Nez sur la violette et la mûre écrasée, bouche aux jolies touches lardées, effilée et rectiligne, déjà bien patinée, à l’équilibre magnifique.

Jamet, Côte Rôtie 2011, lieux-dits Truchet/Bonnivières/Tartaras, sur fût

Au nez comme en bouche, on se croirait dans un champ de violettes, et même si l’ensemble se montre ici encore un peu compact, avec des tanins serrés, on reste dans le registre de la finesse de chair.

Jamet, Côte Brune, Côte Rôtie 2011, sur fût

La cuvée phare se fait aérienne et veloutée, elle possède déjà cette profondeur, cet équilibre, cette complexité de saveurs et cette précision tannique que l’on recherche dans les plus grands vins.

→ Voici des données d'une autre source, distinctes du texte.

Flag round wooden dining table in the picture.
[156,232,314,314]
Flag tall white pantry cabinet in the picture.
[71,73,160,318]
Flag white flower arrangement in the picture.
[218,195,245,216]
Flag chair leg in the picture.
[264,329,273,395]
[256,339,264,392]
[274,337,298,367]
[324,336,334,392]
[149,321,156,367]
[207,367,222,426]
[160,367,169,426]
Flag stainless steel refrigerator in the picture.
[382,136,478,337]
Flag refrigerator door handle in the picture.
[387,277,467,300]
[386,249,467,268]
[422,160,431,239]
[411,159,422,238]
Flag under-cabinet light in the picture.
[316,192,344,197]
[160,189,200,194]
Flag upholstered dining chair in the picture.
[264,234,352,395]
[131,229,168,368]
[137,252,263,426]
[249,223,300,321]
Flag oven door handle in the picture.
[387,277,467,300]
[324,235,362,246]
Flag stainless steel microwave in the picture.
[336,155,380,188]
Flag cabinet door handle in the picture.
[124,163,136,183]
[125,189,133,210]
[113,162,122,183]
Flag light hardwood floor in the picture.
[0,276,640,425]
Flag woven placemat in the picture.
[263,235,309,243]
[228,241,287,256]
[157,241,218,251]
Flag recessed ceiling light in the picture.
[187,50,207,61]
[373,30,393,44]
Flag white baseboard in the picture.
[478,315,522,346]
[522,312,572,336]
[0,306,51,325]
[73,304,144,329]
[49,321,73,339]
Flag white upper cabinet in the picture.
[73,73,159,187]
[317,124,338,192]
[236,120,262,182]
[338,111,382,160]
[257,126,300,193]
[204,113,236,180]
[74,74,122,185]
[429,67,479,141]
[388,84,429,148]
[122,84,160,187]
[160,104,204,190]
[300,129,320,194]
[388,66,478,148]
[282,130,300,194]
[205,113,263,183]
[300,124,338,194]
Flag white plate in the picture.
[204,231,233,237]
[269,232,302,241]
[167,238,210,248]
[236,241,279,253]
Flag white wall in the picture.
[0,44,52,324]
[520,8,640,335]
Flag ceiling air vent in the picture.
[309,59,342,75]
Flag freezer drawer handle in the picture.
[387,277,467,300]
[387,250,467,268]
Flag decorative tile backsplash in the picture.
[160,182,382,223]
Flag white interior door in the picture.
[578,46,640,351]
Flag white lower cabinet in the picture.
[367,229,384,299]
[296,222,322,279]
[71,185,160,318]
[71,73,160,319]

jametJamet, Côte Brune, Côte Rôtie 2010

La même cuvée en 2010 enchante par ses arômes de cassis, d’épices douces et de boisé fin, et une trame élancée, tout en allonge. Les tanins doivent certes encore se policer, mais on est sur une perspective de longue garde : 15 ans au moins.

Jamet, Côte Rôtie 2010

Assemblée et mise en bouteille en novembre 2012, la cuvée classique se montre très florale (pivoine, violette) sur fond de boisé aussi discret qu’élégant. La bouche ne manque pas de plénitude tout en maintenant un caractère délié et subtil. La finale un peu serrée est à mettre sur le compte de la mise. Elle ne va pas tarder à s’ouvrir.

Jamet, Côte Rôtie 2009

Nez de sous-bois, de mûre et de réglisse, belle harmonie de texture, d’une rondeur gracieuse. Les tanins ont encore la fougue de leur jeunesse mais ils suggèrent déjà la distinction. Grande rémanence.

Jamet, Côte Rôtie 2004

Intenses arômes de fruits noirs bien mûrs, d’olive et de cuir, avec une touche fumée discrète. Bouche d’une élégance raffinée, ample et profonde. De sa stature élancée à ses tanins ciselés, tout concourt dans ce vin à un équilibre sans faille. Une caresse !

Jamet, Côte Rôtie 1998

Des senteurs truffées et épicées, relevées d’une touche de cuir annoncent une bouche sphérique, civilisée, qui respire l’harmonie, et une interminable finale, sur l’olive.